Étape 3 : Appliquer la gestion des risques
Protégez votre capital avant de vous lancer dans une transaction :
- Définissez des ordres stop-loss et take-profit.
- Calculez la taille de la position en fonction de votre tolérance au risque à l'aide de Deriv calculatrice de trading.
- Pratiquez des stratégies en mode démo avant la mise en ligne.
Étape 4 : Exécutez votre transaction
Une fois prêt, placez votre transaction sur l'or sur la plateforme Deriv de votre choix. Surveillez les positions ouvertes, examinez l'utilisation des marges et ajustez les commandes au fur et à mesure de l'évolution des cours.
Informations techniques sur l'or : où va l'or ?
Goldman Sachs prévoit que l'or pourrait atteindre 4 000 dollars l'once d'ici la mi-2026 et 4 900 dollars d'ici décembre 2026.
J.P. Morgan, quant à elle, s'attend à ce que l'or atteigne en moyenne 3 675 dollars l'once au quatrième trimestre 2025, pour atteindre les 4 000 dollars d'ici le deuxième trimestre 2026, en grande partie en raison des achats des banques centrales et de l'incertitude persistante des marchés. Les analystes optimistes prévoient notamment des prix potentiels pouvant atteindre 10 000 dollars l'once d'ici 2030 si les tendances actuelles se poursuivent, bien que ce scénario dépende de la fragilité économique mondiale et de l'instabilité géopolitique persistantes.

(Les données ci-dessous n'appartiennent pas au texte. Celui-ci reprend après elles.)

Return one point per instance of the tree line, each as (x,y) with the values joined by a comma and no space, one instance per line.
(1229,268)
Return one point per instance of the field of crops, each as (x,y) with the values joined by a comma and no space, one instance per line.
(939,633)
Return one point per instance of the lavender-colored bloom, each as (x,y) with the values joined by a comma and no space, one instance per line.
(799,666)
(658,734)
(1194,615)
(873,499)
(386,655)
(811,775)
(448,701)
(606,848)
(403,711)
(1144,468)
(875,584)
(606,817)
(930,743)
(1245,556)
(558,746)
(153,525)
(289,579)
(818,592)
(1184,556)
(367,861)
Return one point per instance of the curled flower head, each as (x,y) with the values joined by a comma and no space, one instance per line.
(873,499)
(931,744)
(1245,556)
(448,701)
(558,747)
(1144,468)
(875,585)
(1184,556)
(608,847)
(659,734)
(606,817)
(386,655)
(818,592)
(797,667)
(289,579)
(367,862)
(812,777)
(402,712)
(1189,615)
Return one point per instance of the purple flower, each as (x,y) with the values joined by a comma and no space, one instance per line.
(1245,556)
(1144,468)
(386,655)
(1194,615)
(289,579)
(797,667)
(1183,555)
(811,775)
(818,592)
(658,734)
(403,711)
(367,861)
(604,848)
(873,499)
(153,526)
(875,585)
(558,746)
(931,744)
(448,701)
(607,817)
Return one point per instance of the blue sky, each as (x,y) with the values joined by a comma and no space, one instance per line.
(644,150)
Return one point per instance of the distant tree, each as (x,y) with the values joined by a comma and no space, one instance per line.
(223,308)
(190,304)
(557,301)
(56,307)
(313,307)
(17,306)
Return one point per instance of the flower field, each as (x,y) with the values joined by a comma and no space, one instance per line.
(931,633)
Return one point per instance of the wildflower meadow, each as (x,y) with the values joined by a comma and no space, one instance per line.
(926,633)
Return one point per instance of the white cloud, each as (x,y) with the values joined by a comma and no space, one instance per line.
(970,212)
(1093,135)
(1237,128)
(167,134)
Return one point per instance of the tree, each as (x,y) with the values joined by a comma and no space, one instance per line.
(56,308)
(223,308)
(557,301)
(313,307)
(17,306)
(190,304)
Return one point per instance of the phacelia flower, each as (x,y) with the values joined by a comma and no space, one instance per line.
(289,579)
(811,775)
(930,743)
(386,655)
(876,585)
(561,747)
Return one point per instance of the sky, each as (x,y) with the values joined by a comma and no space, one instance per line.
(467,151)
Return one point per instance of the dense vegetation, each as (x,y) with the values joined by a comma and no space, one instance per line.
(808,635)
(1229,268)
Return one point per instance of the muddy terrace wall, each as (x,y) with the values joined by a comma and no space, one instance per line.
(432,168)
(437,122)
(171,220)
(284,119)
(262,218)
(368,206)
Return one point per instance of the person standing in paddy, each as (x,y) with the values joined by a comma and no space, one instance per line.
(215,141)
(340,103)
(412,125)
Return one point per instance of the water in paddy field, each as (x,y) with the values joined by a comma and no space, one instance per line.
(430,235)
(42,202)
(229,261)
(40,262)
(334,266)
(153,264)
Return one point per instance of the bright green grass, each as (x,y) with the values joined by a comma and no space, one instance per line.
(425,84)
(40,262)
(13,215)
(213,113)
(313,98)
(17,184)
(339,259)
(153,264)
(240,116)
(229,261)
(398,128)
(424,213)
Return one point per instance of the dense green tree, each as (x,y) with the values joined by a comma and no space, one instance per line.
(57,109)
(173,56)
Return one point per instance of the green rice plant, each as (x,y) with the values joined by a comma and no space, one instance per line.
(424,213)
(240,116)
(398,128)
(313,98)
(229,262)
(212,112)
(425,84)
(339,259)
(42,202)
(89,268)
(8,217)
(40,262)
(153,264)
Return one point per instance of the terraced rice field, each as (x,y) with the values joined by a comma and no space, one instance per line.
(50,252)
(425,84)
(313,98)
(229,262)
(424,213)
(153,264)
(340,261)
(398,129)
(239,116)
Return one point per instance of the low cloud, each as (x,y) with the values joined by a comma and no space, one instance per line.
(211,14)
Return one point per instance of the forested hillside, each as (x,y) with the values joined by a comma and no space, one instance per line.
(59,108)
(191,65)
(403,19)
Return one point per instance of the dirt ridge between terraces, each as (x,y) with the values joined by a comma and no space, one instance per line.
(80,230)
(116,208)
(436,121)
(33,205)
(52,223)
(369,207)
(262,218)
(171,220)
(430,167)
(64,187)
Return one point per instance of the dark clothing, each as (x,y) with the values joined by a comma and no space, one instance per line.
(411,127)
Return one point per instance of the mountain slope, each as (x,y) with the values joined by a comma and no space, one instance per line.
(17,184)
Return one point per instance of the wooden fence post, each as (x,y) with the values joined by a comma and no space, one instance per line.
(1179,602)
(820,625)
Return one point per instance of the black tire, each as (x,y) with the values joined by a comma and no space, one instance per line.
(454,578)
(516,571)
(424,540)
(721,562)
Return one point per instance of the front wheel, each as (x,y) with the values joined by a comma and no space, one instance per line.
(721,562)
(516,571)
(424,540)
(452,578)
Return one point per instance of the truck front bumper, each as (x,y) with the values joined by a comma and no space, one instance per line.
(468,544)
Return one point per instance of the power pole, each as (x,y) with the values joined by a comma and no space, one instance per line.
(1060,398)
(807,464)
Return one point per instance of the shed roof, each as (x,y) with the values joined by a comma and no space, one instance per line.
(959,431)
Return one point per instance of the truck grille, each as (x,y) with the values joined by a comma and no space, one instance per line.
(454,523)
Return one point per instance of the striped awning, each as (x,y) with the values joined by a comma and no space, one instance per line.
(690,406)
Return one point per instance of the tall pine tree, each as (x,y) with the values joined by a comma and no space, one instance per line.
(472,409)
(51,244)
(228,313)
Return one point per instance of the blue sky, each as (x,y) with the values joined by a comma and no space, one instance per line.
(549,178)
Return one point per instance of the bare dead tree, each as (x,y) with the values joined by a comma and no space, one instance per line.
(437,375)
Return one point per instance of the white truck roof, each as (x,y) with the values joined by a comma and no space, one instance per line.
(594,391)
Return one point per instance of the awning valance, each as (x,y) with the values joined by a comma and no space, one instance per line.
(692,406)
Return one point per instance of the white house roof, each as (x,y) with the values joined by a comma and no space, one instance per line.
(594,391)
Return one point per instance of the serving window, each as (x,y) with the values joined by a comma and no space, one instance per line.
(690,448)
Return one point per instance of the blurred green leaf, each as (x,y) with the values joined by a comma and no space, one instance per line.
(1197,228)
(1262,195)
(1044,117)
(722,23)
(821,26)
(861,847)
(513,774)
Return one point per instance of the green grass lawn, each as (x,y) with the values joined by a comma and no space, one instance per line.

Certains indicateurs techniques suggèrent que l'or est en zone de « surachat extrême », ce qui permet des corrections de prix à court terme avant de nouvelles hausses. Les principaux niveaux de support sont désormais supérieurs à 3 800 dollars, avec une résistance autour de 3 900 dollars et 4 000 dollars, et un risque baissier en cas de ralentissement de la demande des banques centrales ou d'apaisement des tensions géopolitiques.